Can LLMs Do Rocket Science? Exploring the Limits of Complex Reasoning with GTOC 12
Iñaki del Campo, Pablo Cuervo, Victor Rodriguez-Fernandez, Roberto Armellin, Jack Yarndley
TL;DR
This study benchmarks contemporary LLMs on GTOC 12 to probe their capability for autonomous, multi-stage aerospace planning under strict physical constraints. By adapting MLE-Bench and employing the AIDE framework with an LLM-as-a-judge, the work reveals a substantial rise in strategic viability over time, but also an enduring implementation barrier driven by unit inconsistencies, debugging loops, and formatting sensitivity. The findings indicate that current LLMs function as powerful domain facilitators rather than fully autonomous engineers, suggesting that future progress will rely on improved self-correction, expert alignment, and tool-assisted optimization. The work thus offers a pragmatic view of the current limits and points toward concrete directions for integrating reasoning, observability, and domain-specific tooling to enable autonomous mission design.
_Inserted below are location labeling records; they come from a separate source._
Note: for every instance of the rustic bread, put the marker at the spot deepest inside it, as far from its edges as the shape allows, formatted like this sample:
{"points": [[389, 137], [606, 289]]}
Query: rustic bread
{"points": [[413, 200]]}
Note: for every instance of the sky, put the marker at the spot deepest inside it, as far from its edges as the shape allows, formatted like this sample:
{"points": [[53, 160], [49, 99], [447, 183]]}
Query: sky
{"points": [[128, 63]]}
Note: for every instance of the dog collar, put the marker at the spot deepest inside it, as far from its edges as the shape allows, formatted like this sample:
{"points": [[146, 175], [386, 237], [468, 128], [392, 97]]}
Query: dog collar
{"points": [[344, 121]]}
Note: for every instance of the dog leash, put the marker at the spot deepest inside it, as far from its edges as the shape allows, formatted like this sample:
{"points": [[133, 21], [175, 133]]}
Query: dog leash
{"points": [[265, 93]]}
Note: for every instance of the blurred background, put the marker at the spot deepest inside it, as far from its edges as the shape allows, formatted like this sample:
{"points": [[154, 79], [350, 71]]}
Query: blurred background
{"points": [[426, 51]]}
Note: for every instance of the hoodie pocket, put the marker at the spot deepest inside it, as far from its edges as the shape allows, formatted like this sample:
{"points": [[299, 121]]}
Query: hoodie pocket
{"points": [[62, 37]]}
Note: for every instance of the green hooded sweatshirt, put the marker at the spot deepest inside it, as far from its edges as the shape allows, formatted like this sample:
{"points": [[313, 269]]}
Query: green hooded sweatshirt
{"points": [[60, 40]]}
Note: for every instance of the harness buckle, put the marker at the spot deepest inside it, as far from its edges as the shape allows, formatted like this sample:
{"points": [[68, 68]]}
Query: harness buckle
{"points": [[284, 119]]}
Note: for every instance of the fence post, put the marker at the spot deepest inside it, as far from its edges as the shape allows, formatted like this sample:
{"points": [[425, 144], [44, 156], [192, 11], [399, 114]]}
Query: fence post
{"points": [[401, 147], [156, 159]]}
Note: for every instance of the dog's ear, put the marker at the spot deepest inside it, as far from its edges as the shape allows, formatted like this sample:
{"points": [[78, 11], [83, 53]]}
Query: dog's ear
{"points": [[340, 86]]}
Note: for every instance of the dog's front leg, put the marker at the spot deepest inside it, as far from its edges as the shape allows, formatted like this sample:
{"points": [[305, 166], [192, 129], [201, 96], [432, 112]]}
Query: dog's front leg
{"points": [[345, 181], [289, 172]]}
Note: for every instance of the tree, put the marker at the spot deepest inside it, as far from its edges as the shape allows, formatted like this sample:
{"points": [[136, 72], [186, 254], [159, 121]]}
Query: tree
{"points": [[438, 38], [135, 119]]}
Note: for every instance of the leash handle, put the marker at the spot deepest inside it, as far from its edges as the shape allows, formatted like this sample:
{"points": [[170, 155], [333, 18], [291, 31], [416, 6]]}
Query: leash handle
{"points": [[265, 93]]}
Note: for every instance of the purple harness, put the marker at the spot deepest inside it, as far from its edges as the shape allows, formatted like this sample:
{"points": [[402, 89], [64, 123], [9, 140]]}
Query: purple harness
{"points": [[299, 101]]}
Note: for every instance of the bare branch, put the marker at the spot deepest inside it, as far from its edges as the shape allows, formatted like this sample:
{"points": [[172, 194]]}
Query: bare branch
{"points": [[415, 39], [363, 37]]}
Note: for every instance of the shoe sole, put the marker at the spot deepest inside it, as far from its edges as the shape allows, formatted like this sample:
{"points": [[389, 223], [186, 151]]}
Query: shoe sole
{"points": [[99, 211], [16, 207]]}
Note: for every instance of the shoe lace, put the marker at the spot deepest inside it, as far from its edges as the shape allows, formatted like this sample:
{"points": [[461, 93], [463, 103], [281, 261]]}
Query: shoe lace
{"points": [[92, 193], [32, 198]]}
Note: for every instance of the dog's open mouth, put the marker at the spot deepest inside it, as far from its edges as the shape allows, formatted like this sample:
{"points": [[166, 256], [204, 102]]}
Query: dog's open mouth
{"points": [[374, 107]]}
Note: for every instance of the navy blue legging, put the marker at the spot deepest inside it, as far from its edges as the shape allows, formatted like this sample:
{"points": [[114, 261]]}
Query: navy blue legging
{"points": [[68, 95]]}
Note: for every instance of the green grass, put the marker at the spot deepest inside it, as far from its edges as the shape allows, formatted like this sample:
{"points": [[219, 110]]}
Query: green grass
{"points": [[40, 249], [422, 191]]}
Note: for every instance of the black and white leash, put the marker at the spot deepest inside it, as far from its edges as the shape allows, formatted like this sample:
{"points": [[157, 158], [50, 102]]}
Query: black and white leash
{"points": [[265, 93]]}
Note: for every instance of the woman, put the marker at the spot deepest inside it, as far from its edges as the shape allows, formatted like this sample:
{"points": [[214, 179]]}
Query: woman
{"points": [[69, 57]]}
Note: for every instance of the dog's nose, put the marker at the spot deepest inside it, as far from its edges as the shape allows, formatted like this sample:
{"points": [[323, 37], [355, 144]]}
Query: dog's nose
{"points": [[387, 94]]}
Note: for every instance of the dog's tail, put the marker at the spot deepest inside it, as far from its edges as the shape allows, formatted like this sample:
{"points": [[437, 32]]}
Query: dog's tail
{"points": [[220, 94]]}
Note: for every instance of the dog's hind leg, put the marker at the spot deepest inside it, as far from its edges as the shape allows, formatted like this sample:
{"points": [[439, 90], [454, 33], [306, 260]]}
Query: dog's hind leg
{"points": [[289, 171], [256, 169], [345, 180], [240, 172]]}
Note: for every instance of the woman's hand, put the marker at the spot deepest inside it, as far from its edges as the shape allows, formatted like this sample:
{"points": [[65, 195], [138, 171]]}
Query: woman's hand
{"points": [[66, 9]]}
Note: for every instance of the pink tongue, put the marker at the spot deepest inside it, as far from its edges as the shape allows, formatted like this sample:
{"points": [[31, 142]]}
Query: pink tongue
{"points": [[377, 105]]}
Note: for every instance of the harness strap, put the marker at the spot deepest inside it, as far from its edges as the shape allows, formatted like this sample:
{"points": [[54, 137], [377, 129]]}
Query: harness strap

The results have implications for how AI agents may assist high-stakes engineering tasks where correctness and traceability are critical.
Abstract
Large Language Models (LLMs) have demonstrated remarkable proficiency in code generation and general reasoning, yet their capacity for autonomous multi-stage planning in high-dimensional, physically constrained environments remains an open research question. This study investigates the limits of current AI agents by evaluating them against the 12th Global Trajectory Optimization Competition (GTOC 12), a complex astrodynamics challenge requiring the design of a large-scale asteroid mining campaign. We adapt the MLE-Bench framework to the domain of orbital mechanics and deploy an AIDE-based agent architecture to autonomously generate and refine mission solutions. To assess performance beyond binary validity, we employ an "LLM-as-a-Judge" methodology, utilizing a rubric developed by domain experts to evaluate strategic viability across five structural categories. A comparative analysis of models, ranging from GPT-4-Turbo to reasoning-enhanced architectures like Gemini 2.5 Pro, and o3, reveals a significant trend: the average strategic viability score has nearly doubled in the last two years (rising from 9.3 to 17.2 out of 26). However, we identify a critical capability gap between strategy and execution. While advanced models demonstrate sophisticated conceptual understanding, correctly framing objective functions and mission architectures, they consistently fail at implementation due to physical unit inconsistencies, boundary condition errors, and inefficient debugging loops. We conclude that, while current LLMs often demonstrate sufficient knowledge and intelligence to tackle space science tasks, they remain limited by an implementation barrier, functioning as powerful domain facilitators rather than fully autonomous engineers.